Rochlin sugere que um eventual "Desenrola 2.0" pode repetir os erros do programa anterior. Segundo ele, muitos devedores acabaram trocando uma dívida por outra, ou até aumentando o volume de suas dívidas. "O que se observou foi que o programa foi utilizado para aumentar a quantidade de dívidas, ao invés de realmente ajudar os devedores a se reerguerem", afirmou o economista em uma entrevista ao CNN Money.

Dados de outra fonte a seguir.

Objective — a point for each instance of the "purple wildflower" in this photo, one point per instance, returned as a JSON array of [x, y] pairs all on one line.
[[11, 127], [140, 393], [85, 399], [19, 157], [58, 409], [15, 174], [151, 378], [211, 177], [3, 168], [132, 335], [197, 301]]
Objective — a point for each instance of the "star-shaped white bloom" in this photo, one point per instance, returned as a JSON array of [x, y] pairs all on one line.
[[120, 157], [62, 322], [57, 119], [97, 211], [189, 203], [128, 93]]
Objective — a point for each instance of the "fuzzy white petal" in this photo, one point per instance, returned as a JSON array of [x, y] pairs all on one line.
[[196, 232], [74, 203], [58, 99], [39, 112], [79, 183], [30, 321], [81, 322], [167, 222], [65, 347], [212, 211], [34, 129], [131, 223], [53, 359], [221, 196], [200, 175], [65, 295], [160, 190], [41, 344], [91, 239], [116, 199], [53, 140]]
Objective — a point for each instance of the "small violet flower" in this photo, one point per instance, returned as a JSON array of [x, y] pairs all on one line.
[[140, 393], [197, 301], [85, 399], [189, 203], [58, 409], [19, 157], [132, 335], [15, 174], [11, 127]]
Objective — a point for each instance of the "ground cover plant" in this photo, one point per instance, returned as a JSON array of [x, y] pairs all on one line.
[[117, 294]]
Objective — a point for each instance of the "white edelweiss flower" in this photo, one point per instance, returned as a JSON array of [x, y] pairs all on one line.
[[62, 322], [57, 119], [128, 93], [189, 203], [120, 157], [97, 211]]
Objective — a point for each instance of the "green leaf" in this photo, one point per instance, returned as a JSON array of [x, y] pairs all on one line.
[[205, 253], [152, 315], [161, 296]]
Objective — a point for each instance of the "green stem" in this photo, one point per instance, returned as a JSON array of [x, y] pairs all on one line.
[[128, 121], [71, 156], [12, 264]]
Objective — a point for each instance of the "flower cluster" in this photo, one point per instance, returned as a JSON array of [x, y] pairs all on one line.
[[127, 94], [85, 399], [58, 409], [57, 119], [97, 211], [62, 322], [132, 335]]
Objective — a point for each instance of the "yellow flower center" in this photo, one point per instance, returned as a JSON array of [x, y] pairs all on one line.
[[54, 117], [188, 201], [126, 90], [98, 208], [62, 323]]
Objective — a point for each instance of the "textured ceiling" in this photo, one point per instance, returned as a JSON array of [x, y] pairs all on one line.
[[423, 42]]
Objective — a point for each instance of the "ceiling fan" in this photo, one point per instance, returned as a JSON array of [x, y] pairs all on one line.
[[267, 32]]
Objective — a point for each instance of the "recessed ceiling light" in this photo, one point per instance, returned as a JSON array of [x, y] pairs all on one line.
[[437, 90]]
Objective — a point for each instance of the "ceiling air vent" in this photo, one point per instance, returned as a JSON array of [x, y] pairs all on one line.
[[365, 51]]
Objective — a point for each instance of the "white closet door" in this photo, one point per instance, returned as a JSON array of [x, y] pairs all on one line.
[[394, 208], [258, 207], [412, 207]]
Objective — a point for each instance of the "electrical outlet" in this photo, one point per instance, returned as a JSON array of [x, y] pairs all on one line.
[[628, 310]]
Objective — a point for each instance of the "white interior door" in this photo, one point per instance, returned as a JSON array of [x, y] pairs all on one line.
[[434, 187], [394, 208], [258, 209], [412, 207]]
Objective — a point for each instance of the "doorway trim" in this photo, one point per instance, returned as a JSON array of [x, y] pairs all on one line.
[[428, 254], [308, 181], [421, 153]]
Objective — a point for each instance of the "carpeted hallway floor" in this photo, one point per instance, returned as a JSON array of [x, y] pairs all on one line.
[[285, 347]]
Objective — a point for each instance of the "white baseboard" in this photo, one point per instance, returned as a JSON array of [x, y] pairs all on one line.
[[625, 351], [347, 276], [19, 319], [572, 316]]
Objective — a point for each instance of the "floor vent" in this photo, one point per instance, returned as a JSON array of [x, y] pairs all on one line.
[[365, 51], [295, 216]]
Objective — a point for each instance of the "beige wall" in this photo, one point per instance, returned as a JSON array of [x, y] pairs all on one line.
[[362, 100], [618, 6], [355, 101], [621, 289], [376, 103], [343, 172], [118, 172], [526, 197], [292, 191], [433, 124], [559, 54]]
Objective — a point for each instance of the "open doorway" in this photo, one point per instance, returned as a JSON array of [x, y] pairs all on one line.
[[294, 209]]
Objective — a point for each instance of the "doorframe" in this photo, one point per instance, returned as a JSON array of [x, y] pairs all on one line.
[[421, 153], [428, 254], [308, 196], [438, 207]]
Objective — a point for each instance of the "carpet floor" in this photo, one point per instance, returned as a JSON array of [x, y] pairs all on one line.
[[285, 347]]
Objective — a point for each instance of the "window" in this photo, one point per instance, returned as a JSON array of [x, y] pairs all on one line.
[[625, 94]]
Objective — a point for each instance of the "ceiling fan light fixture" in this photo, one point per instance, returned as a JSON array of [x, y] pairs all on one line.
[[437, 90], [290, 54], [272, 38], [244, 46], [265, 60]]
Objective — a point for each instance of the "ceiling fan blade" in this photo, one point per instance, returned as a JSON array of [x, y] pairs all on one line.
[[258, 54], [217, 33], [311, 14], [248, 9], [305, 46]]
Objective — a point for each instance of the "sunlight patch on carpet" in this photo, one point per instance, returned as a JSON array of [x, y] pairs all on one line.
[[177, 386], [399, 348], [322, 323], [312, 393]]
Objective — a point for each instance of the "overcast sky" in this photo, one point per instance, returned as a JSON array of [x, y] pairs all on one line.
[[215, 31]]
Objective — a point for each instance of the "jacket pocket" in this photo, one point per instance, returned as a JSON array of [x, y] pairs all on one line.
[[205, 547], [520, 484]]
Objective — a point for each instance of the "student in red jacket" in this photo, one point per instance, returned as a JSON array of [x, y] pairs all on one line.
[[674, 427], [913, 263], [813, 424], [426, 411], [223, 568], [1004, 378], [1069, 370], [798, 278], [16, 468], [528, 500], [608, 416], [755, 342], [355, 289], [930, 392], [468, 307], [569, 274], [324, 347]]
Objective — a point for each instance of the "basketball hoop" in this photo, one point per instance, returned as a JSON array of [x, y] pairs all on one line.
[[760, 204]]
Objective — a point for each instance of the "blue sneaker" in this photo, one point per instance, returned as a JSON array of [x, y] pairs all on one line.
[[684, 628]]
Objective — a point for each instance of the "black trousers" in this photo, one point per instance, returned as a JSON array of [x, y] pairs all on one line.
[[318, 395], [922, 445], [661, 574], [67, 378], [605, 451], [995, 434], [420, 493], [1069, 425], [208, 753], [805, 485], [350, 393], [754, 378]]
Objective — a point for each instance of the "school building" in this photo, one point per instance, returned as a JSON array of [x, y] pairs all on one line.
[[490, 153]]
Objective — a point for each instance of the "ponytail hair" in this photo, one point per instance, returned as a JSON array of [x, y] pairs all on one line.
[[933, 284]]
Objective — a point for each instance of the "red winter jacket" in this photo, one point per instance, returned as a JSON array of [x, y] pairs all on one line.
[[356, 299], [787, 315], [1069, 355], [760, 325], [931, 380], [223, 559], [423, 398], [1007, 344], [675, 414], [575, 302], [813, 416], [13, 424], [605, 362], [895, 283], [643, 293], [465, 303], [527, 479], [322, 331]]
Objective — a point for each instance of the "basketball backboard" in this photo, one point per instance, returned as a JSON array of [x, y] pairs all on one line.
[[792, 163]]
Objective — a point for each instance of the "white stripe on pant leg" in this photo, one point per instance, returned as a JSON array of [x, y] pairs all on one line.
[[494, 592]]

Para Rochlin, a solução mais efetiva para a questão do endividamento seria promover educação financeira e conscientizar os consumidores sobre os riscos associados aos juros altos. A falta de conhecimento sobre o impacto dos juros no dia a dia das finanças pessoais tem levado muitos a um ciclo vicioso de dívidas.

O economista também destacou o papel das fintechs e a bancarização acelerada nos últimos anos como fatores que contribuíram para o aumento do endividamento. Com o crescimento das fintechs, muitos consumidores têm acesso a cartões de crédito rapidamente, muitas vezes sem uma análise rigorosa da sua capacidade de pagamento.

Rochlin alertou que a modalidade de cartão de crédito é especialmente problemática. Ele mencionou que o empréstimo consignado, disponível para trabalhadores sob o regime da CLT, também tem contribuído para o aumento das dívidas.

“A taxa de juros em torno de 15% tem sacrificado demais os devedores, e a situação atual é preocupante”, disse Rochlin. Ele criticou a postura do governo, que, segundo ele, antes incentivava o crédito sem a devida responsabilidade. “O governo, até pouco tempo, fazia parte do problema ao fomentar o crédito na expectativa de aumentar o consumo e, assim, o crescimento econômico”, declarou.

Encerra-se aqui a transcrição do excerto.